Well, we have officially experienced the hottest, driest summer on record. Last week was marvelous, with low humidity and temperatures. Now that summer is gone for the year and fall is on the way, let us hope to break no more weather records.

The yellow sulphur butterflies are winging their way around Bluffton, and I love it when they appear. When I catch a glimpse of one of those lovely creatures, I know one of my favorite times of year is almost here. I am hopeful that a nip will soon be in the air and an oyster roast won't be far behind.

  • The Savannah Ocean Exchange is a new event that offers a monthlong "ocean and coast" party, celebrating everything we love in our surroundings. There will be people present from all sorts of arts organization and community groups hosting wonderful events throughout September. They will even have a talk on pirates. Most of the events are free, which is a nice treat. You will find out how to really enjoy and experience our waters and learn why correct stewardship is vitally important to us all. Details:
  • Fall brings a flurry of bird activity in this part of our world. Many species of winged creatures will be stopping in our neck of the woods to fatten up for their journey south for the winter.
  • The Savannah National Wildlife Refuge has reopened and is full of "birdy" sights. If you have never taken a trip through this wonderland, I suggest you do so. This is a great way to show your children nature at its best. Load up the car with some binoculars, Audubon bird books and a patient state of mind and head out for a few hours of free fun. If you go the back way to the Savannah airport, you pass right through the refuge. When the foliage begins turning, you will notice the absolutely gorgeous tallow tree's beautiful yellow and orange leaves, which take my breath away. These trees grow all over the Lowcountry and love marshy wet areas that abound here.
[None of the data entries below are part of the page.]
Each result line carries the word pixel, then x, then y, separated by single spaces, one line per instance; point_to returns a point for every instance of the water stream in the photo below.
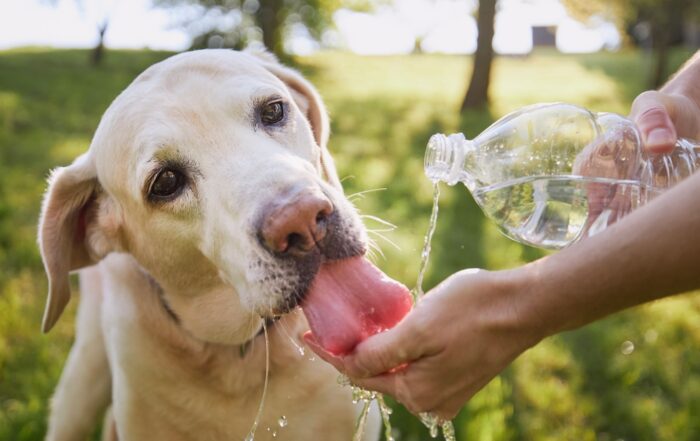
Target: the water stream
pixel 432 422
pixel 254 427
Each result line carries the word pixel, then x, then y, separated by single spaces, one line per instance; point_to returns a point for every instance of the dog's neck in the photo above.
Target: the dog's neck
pixel 156 288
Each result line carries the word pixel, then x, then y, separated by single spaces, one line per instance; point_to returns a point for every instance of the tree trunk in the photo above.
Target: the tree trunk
pixel 270 21
pixel 478 92
pixel 98 51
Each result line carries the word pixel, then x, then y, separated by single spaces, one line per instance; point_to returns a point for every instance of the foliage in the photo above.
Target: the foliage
pixel 656 22
pixel 580 385
pixel 274 18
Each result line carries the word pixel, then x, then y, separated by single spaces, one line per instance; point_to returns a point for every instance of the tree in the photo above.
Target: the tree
pixel 273 18
pixel 93 10
pixel 663 17
pixel 477 92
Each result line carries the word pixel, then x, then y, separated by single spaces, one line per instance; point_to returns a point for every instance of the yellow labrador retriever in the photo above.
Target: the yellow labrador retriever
pixel 202 209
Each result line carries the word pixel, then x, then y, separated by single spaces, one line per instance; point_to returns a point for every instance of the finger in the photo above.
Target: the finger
pixel 326 356
pixel 385 351
pixel 385 384
pixel 651 114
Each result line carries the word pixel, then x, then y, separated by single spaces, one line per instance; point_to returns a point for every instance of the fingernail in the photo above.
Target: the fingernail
pixel 659 137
  • My sister Catherine and I are entering the baking contest once again at the South Carolina State Fair. We are baking a cake from a recipe that belonged to Martha Washington called Great Cake. It is somewhat like a fruitcake, but not so dense. We are also baking another gem called a lemon cake, which has lemon curd as a filling. Naturally, we hope to win a blue ribbon. In 2009, we won second place with our cake, but I want first place. You would not believe the ladies we are up against and all of the marvelous confections people (men and children too) turn out from all over our state. It is a fairyland full of goodies. We are called the "Plum Nellies," so look for us and our ribbon soon.
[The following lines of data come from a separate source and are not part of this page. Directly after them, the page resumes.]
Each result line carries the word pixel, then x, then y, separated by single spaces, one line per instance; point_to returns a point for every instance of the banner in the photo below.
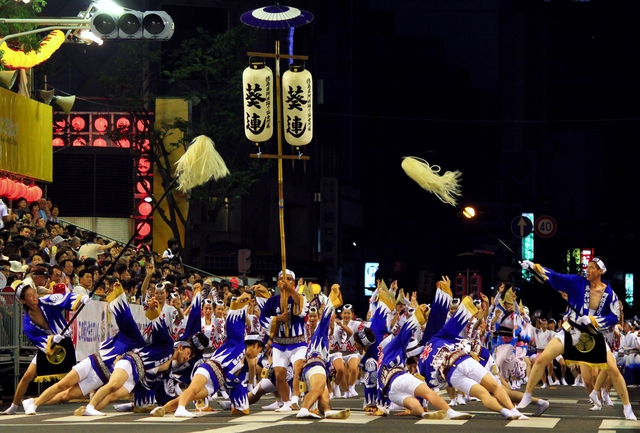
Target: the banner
pixel 26 133
pixel 95 325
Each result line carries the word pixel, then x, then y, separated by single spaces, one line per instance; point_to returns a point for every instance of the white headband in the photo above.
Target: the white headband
pixel 414 348
pixel 249 338
pixel 363 338
pixel 288 273
pixel 600 264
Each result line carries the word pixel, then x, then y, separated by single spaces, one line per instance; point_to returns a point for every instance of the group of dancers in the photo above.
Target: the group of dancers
pixel 296 346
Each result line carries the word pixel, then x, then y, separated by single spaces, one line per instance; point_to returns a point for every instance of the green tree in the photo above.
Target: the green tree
pixel 13 9
pixel 215 64
pixel 206 69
  • Actually, the fair is great fun, and the home canning and cooking section, livestock display and "wild" animals exhibit are worth the trip to Columbia. I would not go at night, but a day trip to the capital of our lovely state would be a swell treat for young and old. One year we almost got a chance to ride a genuine camel, but he sat down and wouldn't get up. He looked at us as though he was going to spit, so we thought better and left. I often wish we had waited awhile so I could then say I walked several feet on a camel and survived.